Wir haben in Hamburg schon über 100 dezentrale Energieerzeugungsanlagen in Betrieb, und  viele weitere sind in der Realisierung und Planung. Hamburg ist eine wachsende Metropole und wir entwickeln für Gebäude und Quartiere dezentrale Versorgungskonzepte, die innovativ und klimafreundlich sind. Im Harderweg versorgt das Unternehmen ein Wohnhaus CO2-neutral über zwei Holzpelletkessel mit integriertem Pelletlager, die Wärme wird über ein Nahwärmenetz verteilt. In der Kieler Straße erzeugen zwei Biomethan-Blockheizkraftwerke und ein Kessel Wärme und Trinkwarmwasser für barrierefreie Seniorenwohnungen und Gewerbeeinheiten. Zusätzlich findet eine Wärmerückgewinnung aus der Abluftanlage über die installierte Wärmepumpe statt, der Primärenergiefaktor liegt bei 0,0. In der Zeissstraße wird ein Wohn- und Gewerbeobjekt über ein Blockheizkraftwerk in Kombination mit einer Abluftwärmepumpe versorgt. Eine im Keller integrierte Power-to-Heat-Anlage erzeugt und speichert aus überschüssig produziertem Strom effizient Wärme.

Wir liefern nicht nur die passende Technologie, sondern sind gut vernetzter Ansprechpartner für ganzheitliche Quartierslösungen. Dabei vermarkten wir auch Lösungen, die neben den bereits erwähnten Technologien beispielsweise Photovoltaik und Ladestationen für Elektromobilität beinhalten. Sie sehen, wir bringen Stakeholder zusammen und unterstützen auf Wunsch ebenfalls bei der Auswahl des Finanzierungsmodells.

3. Schön und gut, aber wo wird Vattenfall für die Hamburgerinnen und Hamburger denn in der Stadt erkennbar bleiben?

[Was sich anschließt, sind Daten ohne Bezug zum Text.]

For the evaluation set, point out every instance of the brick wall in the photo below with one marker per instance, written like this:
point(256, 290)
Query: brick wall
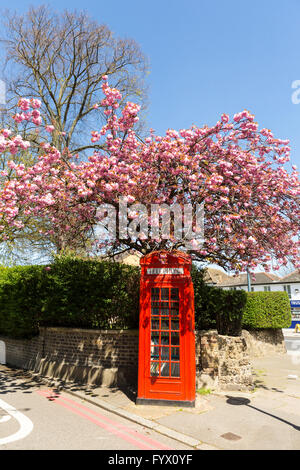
point(111, 357)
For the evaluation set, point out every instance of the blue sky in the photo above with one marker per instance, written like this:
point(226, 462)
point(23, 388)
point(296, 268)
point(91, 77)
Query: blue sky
point(207, 58)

Wir haben in Hamburg rund 700.000 Kunden, die wir zuverlässig mit Strom und Gas versorgen. Wir sind hier in Hamburg Grundversorger. Aber wir machen längst mehr als nur Strom und Gas zu verkaufen. Wir bieten neue Produkte rund um Smart Life und Smart Energy. Zur Energiewende gehört notwendigerweise auch die Elektrifizierung des Verkehrs. Hier profitieren unsere Kunden von unseren neuen Partnerschaften im Bereich urbane Mobilität: Wir kooperieren beispielsweise mit MOIA, dem Hamburger Ride Sharing-Anbieter und mit Emmy, dem Anbieter der roten Elektroroller – ein Teil der Flotte ist mit unserem Logo versehen. Außerdem haben wir mitten in Altona Anfang dieses Jahres ein Ladengeschäft eröffnet, wo Kunden die Möglichkeit haben, sich über ausgewählte Produkte rund um die Themen Mobilität, Smart Home und Entertainment zu informieren.

Sie sehen also, wir sind sichtbar und werden auch sichtbar bleiben. Unser derzeit innovativstes Erkennungszeichen befindet sich in der Planung:  Wir errichten mitten in der HafenCity ein neues Bürogebäude, in das wir 2023 einziehen wollen.